Muschett decided to have the elective surgery because it became increasingly difficult to find comfortable and stylish shoes and some daily activities were becoming painful. “I knew it was only going to get worse,” she said.

Dr. Clain encourages patients to take an active role in their health and become educated about the procedure and recovery process. “Surgery isn’t always necessary, unless you are experiencing pain, can’t find appropriate shoes and can’t exercise,” he said. “Then it may be time to consider surgery.”

The surgical approach depends on the severity of the condition. In Muschett’s case, Dr. Clain performed a proximal bunionectomy. This same-day surgical procedure involves making a small incision near the base of the first metatarsal in the midfoot to cut and manipulate the misaligned bone. Patients typically experience a full recovery within six months.

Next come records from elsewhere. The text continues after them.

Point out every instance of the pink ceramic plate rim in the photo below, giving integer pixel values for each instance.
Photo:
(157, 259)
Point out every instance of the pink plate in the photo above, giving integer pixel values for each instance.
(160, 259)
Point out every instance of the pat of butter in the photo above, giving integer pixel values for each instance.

Muschett appreciated Dr. Clain’s holistic approach. He suggested post-op seated exercises during the first phase of recovery and later recommended she have physical therapy. “Dr. Clain knew I was disappointed about not being able to run for six months,” she said. “He suggested I view it as just missing one season. Looking at it that way helped shift my mindset.”

These days, Muschett gives little thought to the bunions that once restricted her way of life. “My recovery was great,” she said. “Now I’m back in action and grateful to Dr. Clain for such a successful outcome.”